HIV still a serious problem for young on mainland
The article (“Student HIV risk rises as sex education fails”, December 1) was highly appropriate for World Aids Day.
Being an HIV/AIDS specialist visiting China, this issue is closest to my heart. It is a serious problem given the ferocity of the virus with which it can transmit.
It appears that young individuals are completely oblivious of its risks and hidden dangers. In ratio of the total Chinese population, infection rate is considered milder by the Centres for Disease Control and Prevention in the US. It is in sharp contrast to this alarming surge with diagnosis of over 14,000 cases in the first 10 months of 2015. More surprising is the fact that HIV is being transmitted in the younger age category (15 to 24 years) of predominantly gay men – a pattern not seen in recent times. The total number of people living with HIV/Aids in China is 575,000, with 177,000 individuals having died of Aids. Sexual transmission is the main cause: overall, infection through heterosexual contact accounts for 66.6 per cent and homosexual for 27.2 per cent of total HIV cases.
This sudden surge of HIV infections suggests a breakdown of sex education and HIV awareness in certain sectors of Chinese society. It is surprising because China has excellent awareness campaigning, but the younger age category has failed to translate these messages by the government into action.
Universities and colleges are breeding grounds for nefarious sexual activities and drug use, as there is no parental control. The smell of freedom misguides these young and malleable minds, which, despite knowing about HIV, never thought it will hit them. In order to halt this transmission, the Chinese Centre for Disease Control and Prevention has the onus to identify index cases, which led to this clustered transmission. It calls for mandatory HIV testing prior to college entry, so that there is no repeat of such an event.

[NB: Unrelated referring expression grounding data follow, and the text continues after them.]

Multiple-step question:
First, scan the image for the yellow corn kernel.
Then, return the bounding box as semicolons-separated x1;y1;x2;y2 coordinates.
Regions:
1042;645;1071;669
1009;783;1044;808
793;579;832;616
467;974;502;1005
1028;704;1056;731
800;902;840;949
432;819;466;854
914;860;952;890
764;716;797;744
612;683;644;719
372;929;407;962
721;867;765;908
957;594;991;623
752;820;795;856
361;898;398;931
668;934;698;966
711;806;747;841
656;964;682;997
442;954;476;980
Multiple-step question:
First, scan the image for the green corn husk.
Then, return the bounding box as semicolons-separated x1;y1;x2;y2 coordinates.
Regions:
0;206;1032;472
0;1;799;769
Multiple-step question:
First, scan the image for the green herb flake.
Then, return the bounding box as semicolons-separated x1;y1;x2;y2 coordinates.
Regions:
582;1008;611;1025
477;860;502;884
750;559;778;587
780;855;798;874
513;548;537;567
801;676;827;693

It is also important because many homosexuals can be bisexuals, posing even greater risk of both hetero and homosexual transmissions. Partners who know their HIV-plus status should not engage in unprotected sex. It is unlawful not to tell the partner your HIV status, at least in Western countries.
The important message is that drugs don’t cure Aids. The young generation should not be complacent and should think hard before engaging in sex and know whom they are engaging with. Aids can be controlled by the right behaviour.